Tel Moïse au pays d'Apocalypto, D'Leh renverse le joug de l'oppresseur, libère les énergies, les esclaves et les mammouths. Il peut rentrer chez lui avec la belle Evolet. En passant par la pays Dogon (?), il reçoit des graines de… maïs! Qui vont lui permettre d'inventer l'agriculture et le pop corn dont les nigauds se bâfrent au cinéma…
Quelle foutaise que ces United Colors of la pierre polie! Quelle pitié que ces échauffourées du temps où les poules avaient des dents! Quel gâchis… Pierre Pelot, qui a signé une série de romans préhistoriques formidables sous la tutelle de paléontologiste Yves Coppens, nous confiait qu'il se sentait une responsabilité morale envers tous les hommes qui nous ont précédés sur terre. Emmerich le conquérant n'a pas ses soucis. Avec son scénariste déchaîné, il collectionne les poncifs narratifs et les personnages stéréotypés (le vieux guerrier sage, le jeune guerrier ardent, la vierge fière, le freluquet rigolo, le copain black, le traître et la brute…), ajoute des péripéties aux péripéties et sort quelques animaux monstrueux de son ordinateur sans souci de vraisemblance historique, morphologique ou géographique.

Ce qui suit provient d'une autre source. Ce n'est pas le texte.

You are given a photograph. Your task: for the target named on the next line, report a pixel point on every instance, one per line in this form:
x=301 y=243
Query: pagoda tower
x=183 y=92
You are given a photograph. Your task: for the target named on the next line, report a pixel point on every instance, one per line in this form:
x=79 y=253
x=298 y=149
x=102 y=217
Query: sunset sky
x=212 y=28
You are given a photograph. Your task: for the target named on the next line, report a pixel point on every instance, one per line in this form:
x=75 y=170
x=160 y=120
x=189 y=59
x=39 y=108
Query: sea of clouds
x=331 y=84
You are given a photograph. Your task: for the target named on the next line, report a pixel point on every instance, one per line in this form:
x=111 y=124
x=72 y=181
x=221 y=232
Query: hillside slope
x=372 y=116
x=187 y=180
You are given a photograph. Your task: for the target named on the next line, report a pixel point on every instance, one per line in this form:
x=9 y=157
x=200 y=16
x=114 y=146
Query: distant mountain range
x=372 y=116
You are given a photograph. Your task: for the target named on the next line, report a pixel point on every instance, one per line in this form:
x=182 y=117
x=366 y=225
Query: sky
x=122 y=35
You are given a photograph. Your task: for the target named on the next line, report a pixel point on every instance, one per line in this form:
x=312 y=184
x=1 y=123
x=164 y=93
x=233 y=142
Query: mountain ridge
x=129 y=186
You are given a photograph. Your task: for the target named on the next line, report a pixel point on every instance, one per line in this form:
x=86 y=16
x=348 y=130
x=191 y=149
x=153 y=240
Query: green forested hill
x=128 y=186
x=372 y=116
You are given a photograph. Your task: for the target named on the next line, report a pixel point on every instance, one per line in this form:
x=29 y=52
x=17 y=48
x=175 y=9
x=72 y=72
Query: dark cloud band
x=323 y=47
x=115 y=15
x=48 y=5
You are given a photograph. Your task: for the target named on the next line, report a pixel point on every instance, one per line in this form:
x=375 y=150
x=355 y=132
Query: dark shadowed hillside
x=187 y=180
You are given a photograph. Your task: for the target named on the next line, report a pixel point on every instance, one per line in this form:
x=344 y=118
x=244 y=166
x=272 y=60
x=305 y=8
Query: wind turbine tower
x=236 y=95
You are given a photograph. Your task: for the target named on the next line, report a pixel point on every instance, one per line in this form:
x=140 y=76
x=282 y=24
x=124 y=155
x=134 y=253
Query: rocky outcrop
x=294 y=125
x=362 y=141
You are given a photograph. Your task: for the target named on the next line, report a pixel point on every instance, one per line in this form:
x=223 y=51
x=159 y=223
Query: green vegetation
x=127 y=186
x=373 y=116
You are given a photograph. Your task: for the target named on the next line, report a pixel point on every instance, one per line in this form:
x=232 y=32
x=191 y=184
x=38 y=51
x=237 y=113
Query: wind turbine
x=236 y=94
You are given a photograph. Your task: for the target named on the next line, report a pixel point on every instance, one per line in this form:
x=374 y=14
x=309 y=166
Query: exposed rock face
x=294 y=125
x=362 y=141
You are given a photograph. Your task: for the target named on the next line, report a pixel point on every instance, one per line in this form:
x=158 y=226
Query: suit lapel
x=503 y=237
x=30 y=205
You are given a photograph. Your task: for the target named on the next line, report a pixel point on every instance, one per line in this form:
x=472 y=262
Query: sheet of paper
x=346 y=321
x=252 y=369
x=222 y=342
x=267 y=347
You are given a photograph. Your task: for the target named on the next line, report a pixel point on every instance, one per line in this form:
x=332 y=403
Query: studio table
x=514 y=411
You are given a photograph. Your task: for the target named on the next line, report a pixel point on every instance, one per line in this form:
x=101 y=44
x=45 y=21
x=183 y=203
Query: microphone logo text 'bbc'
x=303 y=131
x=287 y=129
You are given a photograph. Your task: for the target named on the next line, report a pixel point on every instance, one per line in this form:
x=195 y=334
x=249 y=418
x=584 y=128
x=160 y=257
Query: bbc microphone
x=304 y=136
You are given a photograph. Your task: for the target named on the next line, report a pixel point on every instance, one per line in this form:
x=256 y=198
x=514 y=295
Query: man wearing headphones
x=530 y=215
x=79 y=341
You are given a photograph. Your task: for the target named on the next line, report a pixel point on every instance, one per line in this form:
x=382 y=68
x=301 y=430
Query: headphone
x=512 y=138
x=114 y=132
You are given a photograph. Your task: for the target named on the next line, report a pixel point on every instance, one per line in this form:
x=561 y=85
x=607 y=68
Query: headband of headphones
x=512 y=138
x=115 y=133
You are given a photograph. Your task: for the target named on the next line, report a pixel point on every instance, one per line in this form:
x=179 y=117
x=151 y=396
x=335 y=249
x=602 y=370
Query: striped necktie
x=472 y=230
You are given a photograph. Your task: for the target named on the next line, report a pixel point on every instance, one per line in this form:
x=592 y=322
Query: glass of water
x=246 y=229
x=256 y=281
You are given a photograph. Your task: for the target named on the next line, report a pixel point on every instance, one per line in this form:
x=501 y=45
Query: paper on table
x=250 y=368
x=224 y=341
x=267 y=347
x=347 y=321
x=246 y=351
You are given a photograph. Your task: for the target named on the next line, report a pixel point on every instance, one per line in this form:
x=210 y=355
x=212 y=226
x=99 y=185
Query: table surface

On a critiqué les invraisemblances ethnologiques de La Guerre du Feu, ses tribus de Nains-Rouges ou d'Hommes bleus (ou "schtroumpfs laineux"… mais non c'est pour rire). Certes. Seulement, J.-R. Rosny aîné a écrit son chef-d'œuvre en 1909, une époque où la paléontologie balbutiait et son style flamboyant transcende les imprécisions. Plus encore, l'auteur a imaginé une intrigue plausible, une quête prométhéenne qui, 120 000 ans après le moment de l'action, ravive chez le lecteur des peurs immémoriales: le feu qui s'éteint. C'est-à-dire la viande crue, la nuit noire pleine de bêtes affamés et de maléfices. Aller voler le feu chez une autre tribu est vraisemblable. Cultiver la braise dans sa cage rudimentaire est un rituel extrêmement délicat, nourrir la flamme infime entretient un suspense lancinant.
Le roman contient deux scènes capitales. L'alliance que Naoh conclut avec le grand mammouth anticipe les liens que l'homme nouera avec le cheval et le chien et qui lui permettront de devenir le maître de la terre. Et puis, Naoh apprend à faire du feu, acquérant avec l'apprentissage de cette technologie la force qui fera marcher les forges dont on tirera l'acier du futur.
On notera que le malicieux Jean-Jacques Annaud, dans son adaptation cinématographique, rajoutera deux inventions non moins déterminantes: le rire et une deuxième position sexuelle. Naoh qui n'avait jamais connu la femme que de la façon dont l'étalon monte la jument, accepte de se laisser encalifourchonner. Couché sur le dos, il voit la lune et le ciel au-dessus de sa partenaire. L'étape suivante, c'est 2001 L'Odyssée de l'Espace… Ce qui nous entraîne très loin des balivernes de pauvre Emmerich.